The knowledge of someday having his mistress sat beside him like queen and king to his creations – against demons and opposing reapers alike – as their army of 'unholy' creations dominated the world. They would conquer the very fear of death, side by side, and... all he needed was her to just agree with him. To join him. Then, perhaps he'd consider digging up that old tart of hers and try fixing her up as a gift. If he could trust her enough.
"You're not that old," she said, quietly in his ear, "not really. You're still so young – younger than me, perhaps." Undertaker did not reply to her moment of jest, and instead leaned back and feigned deep, distant thought. As he hummed to himself, she asked, "What? What's wrong?" He paid her very little mind. "What have I done?"
"Oh, what haven't you done, my little pet?" he asked her, at last, and held her face just to watch her nuzzle into it like a lost kitten searching for warmth. It never failed to amuse him – he'd tell her anything worth interest, if she'd asked, for she was so amusing, and amusement was always the best kind of money. He rubbed her piteously flat chest in thought, and she let out a sad little rumble at the gentle gesture. "You haven't joined my cause."
"I want to – really, I do – it's just that..."
"What, my pet?" he asked with a coiled, sympathetic voice that one might have used to console a toddler that had just burst into tears.

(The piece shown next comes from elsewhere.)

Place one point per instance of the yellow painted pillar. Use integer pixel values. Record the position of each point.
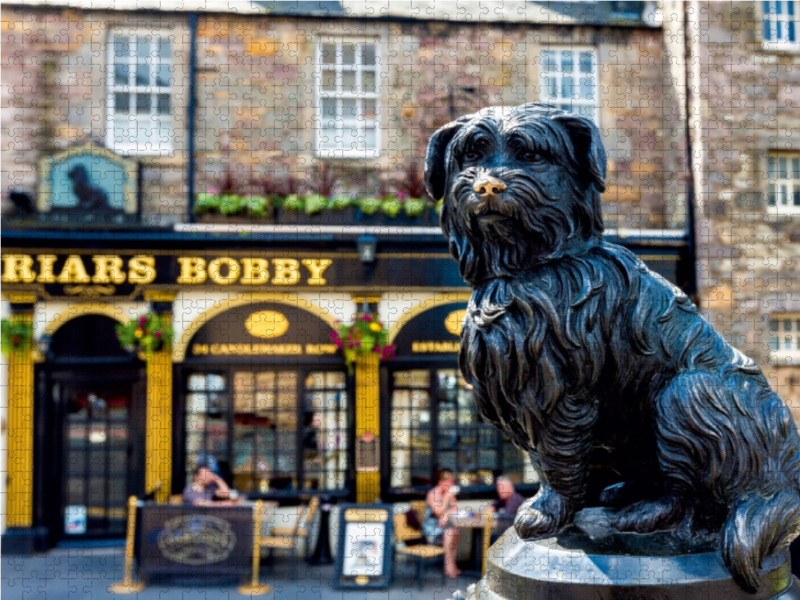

"It's silly really," she excused, "I'll join one day, I promise. Just... not yet."
A flush of anger became him, and he firmly held her upper arm for support. "How many times have I told you? That dispatch doesn't need you – it doesn't love you like I do. All those reapers still see you as the body you were never meant to have," he pulled her closer and pushed her head down onto his shoulder, under his chin. She complied easily enough – she could never resist him for long. "But not me."
"Not you," she repeated, into his his skin.
"You owe me that promise, pet," he reminded her diligently. "Remember the promise you've made me, here tonight. You know how forgetful you can get."
"Forgetful," she echoed, because she didn't know what else to say.
So, he knew he had to guide her. Give her one helpful little shove – "Say thank you."
Grelle inhaled sharply, and he could feel her fingers grip into the chest of his robe. There was a moment of silence, save for the tick-tick-tick and then chime of the grandfather clock. "Thank you," she said, through the monophonic din.
As the clock neared its ninth chime, Undertaker smiled complacently, and ran a loving hand through her hair. "Good girl," he told her, and there they stayed in near-silence for the next couple of hours, dreaming of her promise.